A fair question which has a simple answer: the size and configuration of the cluster has no impact on the client code. quasardb will take care of the sharding and distribution of the data transparently, whether you are writing to and reading from the database.

The only thing that may change is the connection string. For example if you have a cluster of four machines, your connection string can be:

c = qdb.Cluster("qdb://192.168.1.1:2836,192.168.1.2:2836,192.168.1.3:2836,192.168.1.4:2836", datetime.timedelta(minutes=1))

or:

c = qdb.Cluster("qdb://192.168.1.1:2836,192.168.1.2:2836", datetime.timedelta(minutes=1))

and even:

c = qdb.Cluster("qdb://192.168.1.1:2836", datetime.timedelta(minutes=1))

That’s because the quasardb protocol has built-in discovery! Just give any node in the cluster and we take care of the rest. The more nodes the better as we can try another node if the one provided is down at the moment of the connection.

1.7. Going further

We hope this quick tour left you wanting for more! quasardb is feature-rich yet simple to use and operate. If you want to go further, the best course of action is to start with the documentation of the API for the language of your choice (API Reference).

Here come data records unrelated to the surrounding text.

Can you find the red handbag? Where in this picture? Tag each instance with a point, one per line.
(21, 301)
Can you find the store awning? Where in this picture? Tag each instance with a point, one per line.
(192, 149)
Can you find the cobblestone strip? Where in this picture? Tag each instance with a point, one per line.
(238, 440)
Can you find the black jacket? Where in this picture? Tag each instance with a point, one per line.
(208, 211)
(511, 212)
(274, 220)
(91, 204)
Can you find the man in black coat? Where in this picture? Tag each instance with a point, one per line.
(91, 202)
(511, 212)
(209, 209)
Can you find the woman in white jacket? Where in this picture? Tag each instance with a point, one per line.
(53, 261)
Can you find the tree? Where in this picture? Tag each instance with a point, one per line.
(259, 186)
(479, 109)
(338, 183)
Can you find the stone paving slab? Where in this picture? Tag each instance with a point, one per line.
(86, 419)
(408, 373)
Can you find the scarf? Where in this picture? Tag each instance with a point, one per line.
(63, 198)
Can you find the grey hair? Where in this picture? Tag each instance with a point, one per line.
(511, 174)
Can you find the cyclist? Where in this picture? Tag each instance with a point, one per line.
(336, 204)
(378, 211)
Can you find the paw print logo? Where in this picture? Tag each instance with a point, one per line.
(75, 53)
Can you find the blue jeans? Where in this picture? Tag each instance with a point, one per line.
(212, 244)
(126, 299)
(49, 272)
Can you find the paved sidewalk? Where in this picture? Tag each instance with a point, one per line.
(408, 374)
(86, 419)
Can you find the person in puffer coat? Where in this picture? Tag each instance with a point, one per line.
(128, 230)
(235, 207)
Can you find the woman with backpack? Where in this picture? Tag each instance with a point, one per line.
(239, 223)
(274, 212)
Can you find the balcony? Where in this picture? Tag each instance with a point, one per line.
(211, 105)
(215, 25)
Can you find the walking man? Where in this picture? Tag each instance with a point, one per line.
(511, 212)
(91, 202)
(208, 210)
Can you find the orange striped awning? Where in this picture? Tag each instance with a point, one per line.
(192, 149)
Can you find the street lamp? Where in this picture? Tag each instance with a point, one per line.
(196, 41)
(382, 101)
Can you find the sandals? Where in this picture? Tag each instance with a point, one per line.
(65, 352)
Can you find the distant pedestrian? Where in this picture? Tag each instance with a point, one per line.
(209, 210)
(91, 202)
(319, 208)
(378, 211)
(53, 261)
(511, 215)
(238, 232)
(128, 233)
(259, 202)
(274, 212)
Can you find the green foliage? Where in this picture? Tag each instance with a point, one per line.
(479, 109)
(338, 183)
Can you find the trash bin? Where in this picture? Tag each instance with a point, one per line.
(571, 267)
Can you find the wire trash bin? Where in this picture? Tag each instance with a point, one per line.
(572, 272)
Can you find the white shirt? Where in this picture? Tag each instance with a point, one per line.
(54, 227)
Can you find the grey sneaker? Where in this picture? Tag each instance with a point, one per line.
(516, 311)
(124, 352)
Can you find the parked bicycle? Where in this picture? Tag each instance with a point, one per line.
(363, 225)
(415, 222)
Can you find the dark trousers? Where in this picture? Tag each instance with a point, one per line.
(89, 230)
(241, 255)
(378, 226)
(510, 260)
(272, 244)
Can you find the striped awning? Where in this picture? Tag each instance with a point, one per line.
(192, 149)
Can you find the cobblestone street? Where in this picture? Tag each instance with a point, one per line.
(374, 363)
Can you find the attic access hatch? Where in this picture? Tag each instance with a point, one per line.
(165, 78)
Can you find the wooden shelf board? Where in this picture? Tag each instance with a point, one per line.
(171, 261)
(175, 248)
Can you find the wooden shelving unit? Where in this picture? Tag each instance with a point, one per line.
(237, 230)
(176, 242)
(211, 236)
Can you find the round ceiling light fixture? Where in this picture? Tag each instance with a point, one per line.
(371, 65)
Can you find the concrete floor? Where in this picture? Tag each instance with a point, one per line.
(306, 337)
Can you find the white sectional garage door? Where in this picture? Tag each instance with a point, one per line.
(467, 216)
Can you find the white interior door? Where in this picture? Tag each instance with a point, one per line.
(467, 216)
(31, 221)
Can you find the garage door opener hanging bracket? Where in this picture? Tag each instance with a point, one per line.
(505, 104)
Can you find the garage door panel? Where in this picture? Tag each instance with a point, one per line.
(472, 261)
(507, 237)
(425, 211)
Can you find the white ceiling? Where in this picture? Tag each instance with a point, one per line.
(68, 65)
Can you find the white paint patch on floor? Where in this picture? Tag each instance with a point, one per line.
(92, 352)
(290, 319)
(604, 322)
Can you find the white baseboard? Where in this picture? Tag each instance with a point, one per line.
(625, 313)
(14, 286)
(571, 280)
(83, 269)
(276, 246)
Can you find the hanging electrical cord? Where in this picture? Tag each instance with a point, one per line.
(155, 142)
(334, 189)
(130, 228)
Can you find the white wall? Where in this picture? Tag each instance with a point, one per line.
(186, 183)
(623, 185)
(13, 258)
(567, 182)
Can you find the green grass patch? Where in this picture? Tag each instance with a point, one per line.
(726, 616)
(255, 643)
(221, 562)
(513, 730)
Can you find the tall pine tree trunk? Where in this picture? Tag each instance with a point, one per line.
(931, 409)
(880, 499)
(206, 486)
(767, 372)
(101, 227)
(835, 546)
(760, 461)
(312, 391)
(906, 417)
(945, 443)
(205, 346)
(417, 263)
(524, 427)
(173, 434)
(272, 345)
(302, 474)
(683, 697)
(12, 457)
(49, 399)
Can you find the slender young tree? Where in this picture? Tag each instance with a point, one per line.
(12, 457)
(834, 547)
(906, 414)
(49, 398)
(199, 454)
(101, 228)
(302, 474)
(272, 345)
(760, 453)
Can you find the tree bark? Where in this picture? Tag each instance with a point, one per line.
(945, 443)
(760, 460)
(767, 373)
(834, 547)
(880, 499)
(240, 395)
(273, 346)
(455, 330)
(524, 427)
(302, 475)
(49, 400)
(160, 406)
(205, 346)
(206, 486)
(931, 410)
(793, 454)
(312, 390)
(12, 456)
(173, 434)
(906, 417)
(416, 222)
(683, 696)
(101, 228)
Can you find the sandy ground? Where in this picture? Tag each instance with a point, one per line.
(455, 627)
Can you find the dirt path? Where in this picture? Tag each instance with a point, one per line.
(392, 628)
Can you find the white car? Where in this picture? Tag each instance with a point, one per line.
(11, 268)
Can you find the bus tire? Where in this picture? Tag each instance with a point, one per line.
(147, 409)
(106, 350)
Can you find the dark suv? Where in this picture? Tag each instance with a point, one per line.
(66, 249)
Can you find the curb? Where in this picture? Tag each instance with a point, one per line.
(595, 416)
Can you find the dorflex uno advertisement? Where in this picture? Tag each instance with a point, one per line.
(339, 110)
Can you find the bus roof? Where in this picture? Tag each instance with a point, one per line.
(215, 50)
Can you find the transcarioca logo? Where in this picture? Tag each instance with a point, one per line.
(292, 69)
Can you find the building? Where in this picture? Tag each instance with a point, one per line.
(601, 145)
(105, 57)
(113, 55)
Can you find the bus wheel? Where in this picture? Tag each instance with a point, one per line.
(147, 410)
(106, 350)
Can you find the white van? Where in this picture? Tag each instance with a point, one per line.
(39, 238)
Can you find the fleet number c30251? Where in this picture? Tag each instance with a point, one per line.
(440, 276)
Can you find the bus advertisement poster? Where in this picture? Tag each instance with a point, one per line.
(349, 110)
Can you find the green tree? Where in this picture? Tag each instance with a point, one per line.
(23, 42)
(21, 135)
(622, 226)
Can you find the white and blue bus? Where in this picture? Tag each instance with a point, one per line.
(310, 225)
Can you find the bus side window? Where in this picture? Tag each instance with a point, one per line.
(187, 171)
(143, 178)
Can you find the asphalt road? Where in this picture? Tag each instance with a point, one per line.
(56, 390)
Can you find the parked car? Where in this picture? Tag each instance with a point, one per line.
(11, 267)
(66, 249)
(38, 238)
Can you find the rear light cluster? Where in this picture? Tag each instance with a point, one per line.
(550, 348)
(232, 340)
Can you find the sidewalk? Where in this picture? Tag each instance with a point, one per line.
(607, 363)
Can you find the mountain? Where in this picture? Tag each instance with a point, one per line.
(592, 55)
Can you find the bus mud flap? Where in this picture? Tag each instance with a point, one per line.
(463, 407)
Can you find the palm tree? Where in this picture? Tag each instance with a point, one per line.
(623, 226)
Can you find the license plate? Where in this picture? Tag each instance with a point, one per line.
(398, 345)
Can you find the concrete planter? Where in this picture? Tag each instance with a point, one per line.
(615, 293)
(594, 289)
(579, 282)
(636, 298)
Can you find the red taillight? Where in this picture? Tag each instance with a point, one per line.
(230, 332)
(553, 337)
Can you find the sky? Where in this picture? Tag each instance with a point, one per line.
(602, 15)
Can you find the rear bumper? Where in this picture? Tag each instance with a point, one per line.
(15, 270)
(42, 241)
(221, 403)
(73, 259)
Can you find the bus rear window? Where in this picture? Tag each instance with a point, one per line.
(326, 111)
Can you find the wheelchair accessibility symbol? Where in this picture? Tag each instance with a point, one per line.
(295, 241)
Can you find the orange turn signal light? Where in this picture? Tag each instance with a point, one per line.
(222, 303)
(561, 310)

If you’d like to learn more about building a quasardb cluster, head over to the administrative section (Server Administration).

Curious about the underlying concepts, we have a section dedicated to it (Concepts).

1.8. Wrap up

Things to remember about quasardb:

  • Fast and scalable
  • High-performance binary protocol
  • Multi-platform: FreeBSD, Linux 2.6+, OS X and Windows (32-bit and 64-bit)
  • Peer-to-peer network distribution
  • Transparent persistence
  • Native timeseries support
  • Distributed transactions
  • Rich typing
  • Tag-based search
  • Fire and forget: deploy, run and return to your core business.